I recently worked with a faculty member from another campus who had incorporated AI as a collaborator for his students at every stage of a multi-modal project. This is an example of what Ethan Mollick calls “Co-Intelligence” in his book by the same name.
This last point is more conceptual than specific, but if they are using these tools in the workplace then part of our job is teaching them how to do it responsibly and add value to what they are producing.
Pretending faculty and educators are not out there innovating is just lazy. No solution works for every class in every situation and we have to figure out what is the right fit for us, but the truth is–that was already the job.
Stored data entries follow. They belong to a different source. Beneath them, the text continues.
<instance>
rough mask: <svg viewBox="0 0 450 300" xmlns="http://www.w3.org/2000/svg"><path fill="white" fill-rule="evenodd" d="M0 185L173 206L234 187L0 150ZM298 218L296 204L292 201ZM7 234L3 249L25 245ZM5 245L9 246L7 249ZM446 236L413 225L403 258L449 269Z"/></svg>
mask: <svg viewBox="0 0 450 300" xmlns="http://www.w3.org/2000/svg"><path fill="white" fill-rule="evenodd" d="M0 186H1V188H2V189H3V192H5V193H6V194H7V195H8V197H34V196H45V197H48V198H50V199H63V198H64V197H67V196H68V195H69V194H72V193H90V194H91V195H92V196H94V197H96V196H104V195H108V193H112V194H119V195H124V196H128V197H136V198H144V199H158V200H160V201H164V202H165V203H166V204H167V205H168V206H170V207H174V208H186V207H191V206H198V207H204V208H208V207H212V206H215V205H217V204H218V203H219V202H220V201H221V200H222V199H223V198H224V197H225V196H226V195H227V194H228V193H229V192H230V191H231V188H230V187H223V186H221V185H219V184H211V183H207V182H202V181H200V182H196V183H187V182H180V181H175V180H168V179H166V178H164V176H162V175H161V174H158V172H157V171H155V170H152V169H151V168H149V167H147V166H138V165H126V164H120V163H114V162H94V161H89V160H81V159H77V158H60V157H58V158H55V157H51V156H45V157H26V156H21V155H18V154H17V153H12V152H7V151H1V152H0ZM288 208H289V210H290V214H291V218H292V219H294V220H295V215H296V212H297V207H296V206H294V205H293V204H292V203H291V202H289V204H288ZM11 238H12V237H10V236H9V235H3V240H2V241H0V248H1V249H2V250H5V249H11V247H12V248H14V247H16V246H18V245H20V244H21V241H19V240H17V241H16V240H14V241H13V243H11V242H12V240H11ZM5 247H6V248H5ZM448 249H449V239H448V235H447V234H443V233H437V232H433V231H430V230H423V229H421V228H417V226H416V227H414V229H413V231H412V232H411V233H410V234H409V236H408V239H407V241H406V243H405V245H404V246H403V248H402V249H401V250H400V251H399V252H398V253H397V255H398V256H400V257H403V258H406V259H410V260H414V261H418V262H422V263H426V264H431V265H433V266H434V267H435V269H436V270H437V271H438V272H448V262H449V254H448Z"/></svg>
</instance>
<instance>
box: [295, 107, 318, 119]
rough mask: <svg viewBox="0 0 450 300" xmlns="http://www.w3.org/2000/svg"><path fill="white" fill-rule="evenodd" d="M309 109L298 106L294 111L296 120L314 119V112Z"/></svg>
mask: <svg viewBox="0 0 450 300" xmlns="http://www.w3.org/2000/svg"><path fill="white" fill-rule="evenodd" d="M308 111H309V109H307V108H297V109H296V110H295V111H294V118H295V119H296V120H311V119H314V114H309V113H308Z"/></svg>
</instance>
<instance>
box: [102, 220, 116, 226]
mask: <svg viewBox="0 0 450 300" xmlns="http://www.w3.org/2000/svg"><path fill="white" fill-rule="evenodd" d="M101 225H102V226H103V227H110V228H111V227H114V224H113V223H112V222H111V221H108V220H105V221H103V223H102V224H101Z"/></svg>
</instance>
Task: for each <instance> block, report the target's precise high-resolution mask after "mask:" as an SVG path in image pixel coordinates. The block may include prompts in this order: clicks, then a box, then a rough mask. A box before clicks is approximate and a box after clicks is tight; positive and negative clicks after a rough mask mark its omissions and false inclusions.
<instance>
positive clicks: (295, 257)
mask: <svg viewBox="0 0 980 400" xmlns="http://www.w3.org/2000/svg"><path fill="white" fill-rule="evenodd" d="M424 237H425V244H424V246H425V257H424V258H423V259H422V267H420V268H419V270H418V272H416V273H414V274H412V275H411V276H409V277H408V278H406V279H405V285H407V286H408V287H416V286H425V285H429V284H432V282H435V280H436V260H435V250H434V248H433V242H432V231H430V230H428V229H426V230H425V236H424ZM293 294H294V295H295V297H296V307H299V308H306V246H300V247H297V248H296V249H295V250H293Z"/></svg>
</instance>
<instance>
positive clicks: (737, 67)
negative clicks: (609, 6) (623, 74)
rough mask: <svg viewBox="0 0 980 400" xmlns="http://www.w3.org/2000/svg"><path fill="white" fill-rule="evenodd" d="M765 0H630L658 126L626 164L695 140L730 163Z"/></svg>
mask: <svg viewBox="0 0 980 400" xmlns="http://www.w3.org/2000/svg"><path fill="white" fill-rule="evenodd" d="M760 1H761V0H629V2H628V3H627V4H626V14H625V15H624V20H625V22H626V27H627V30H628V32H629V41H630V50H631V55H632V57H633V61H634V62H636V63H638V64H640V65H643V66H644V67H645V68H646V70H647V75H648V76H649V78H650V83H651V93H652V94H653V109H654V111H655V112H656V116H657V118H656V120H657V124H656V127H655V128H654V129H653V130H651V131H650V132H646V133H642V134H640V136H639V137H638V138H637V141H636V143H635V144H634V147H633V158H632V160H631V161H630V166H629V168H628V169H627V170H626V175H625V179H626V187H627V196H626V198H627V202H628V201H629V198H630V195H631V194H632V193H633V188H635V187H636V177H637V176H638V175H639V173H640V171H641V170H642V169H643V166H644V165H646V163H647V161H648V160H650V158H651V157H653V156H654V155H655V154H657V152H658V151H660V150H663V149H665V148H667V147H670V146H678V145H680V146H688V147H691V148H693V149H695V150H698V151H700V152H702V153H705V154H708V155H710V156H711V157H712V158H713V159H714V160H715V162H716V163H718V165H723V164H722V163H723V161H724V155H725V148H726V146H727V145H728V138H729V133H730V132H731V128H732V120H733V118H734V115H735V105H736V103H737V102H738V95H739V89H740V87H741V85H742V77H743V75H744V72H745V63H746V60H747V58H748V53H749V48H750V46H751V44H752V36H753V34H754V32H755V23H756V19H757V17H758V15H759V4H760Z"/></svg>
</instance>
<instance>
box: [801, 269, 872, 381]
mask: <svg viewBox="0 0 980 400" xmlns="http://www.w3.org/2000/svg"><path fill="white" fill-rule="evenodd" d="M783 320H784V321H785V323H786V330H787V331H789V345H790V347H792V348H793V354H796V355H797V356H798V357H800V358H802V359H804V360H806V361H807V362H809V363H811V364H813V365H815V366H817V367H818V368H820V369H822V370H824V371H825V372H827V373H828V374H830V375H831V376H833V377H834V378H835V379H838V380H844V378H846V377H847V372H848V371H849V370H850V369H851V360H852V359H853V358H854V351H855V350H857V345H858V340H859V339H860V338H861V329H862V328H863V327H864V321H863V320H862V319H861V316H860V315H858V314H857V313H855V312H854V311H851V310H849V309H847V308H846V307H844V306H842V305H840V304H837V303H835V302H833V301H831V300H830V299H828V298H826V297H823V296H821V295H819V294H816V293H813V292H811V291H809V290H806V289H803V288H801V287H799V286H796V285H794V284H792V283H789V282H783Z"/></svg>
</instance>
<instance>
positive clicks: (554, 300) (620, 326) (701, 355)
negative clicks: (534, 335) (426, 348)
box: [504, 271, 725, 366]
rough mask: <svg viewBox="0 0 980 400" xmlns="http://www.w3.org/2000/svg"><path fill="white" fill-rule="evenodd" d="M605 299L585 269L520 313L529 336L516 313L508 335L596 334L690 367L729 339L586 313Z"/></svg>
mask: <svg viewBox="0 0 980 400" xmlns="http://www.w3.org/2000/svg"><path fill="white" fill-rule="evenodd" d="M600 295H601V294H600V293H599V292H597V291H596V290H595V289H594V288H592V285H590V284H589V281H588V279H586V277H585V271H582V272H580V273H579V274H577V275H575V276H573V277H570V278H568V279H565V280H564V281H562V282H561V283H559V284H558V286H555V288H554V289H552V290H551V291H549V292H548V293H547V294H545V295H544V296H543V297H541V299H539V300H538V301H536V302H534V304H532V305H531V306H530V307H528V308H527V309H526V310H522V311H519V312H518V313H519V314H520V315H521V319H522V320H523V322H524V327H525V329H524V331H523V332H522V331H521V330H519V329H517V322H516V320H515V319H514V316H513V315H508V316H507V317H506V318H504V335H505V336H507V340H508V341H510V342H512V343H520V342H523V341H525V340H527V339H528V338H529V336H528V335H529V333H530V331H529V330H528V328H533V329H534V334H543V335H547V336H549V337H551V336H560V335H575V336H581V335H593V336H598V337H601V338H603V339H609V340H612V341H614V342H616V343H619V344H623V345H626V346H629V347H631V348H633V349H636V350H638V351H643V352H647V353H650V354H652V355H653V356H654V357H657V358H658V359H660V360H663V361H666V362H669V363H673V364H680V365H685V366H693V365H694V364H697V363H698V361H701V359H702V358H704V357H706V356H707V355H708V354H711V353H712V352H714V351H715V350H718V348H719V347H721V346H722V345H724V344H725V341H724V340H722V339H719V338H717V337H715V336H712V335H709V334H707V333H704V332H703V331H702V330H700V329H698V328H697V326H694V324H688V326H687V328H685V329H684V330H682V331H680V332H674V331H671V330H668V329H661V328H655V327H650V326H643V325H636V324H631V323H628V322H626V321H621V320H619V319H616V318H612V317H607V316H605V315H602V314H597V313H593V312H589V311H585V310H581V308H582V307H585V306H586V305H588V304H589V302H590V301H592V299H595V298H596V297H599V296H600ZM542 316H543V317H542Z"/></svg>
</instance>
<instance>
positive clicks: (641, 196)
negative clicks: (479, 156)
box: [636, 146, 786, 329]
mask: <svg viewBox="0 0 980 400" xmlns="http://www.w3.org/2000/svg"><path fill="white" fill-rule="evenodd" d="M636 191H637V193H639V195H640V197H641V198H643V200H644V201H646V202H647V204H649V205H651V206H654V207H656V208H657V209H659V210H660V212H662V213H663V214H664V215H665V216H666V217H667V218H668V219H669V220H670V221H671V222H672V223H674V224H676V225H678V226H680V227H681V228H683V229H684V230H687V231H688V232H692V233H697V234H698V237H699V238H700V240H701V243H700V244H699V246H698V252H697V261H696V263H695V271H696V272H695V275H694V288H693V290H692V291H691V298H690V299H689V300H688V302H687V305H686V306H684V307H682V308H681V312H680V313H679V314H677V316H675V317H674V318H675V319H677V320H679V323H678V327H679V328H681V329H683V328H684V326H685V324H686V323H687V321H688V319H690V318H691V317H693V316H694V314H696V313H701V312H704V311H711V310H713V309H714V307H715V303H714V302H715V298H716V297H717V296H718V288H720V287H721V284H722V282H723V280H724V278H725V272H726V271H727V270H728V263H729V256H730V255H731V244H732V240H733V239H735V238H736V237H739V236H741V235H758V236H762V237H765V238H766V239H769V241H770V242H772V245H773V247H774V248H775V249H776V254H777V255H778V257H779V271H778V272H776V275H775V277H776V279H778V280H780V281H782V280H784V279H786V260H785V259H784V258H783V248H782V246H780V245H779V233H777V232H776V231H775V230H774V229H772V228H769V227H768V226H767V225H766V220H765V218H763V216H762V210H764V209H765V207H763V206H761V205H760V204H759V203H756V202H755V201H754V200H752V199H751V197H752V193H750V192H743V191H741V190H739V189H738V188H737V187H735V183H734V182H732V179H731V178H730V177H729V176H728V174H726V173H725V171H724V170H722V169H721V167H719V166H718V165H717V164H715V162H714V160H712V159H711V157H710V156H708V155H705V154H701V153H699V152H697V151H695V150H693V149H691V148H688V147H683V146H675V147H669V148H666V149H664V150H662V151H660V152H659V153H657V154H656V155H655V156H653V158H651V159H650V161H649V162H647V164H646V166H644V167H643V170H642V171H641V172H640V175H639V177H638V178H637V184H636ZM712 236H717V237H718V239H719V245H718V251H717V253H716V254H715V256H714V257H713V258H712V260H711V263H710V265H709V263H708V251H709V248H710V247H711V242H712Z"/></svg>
The last fundamental misunderstanding in this piece is this idea that the University is an island. No part of this essay explored the world we are ostensibly preparing students to thrive in. When we talk with faculty one of the first things we tell them is “the world has changed, not just your class.” This is heartening in that it means we are in this together, but the ask is also much greater as we need to examine not just how we are teaching and testing, but also what we are teaching. The magnitude of this challenge is one reason we have been clamoring for help from accreditation groups for over a year. Walsh cites concerns about cognitive decline and critical thinking loss, but fails to connect the dots that it is the responsibility of educators to figure out how we can preserve or even enhance those characteristics in an AI empowered world. You could take a lot of this same evidence and retitle/reframe this article as “Why critical thinking matters in AI education,” but I’d guess that gets fewer reposts from anxious professors and angry politicians.
I apologize if this is more of a screed than we usually write in this space, but this article was optimized for academic doomerism and cynicism about education and I have no patience for either. This is a moment of disruption and overwhelm but we don’t have to be passive actors in this drama. We can figure this out together, but we need to actually do the work, not just complain and throw our hands up in the air.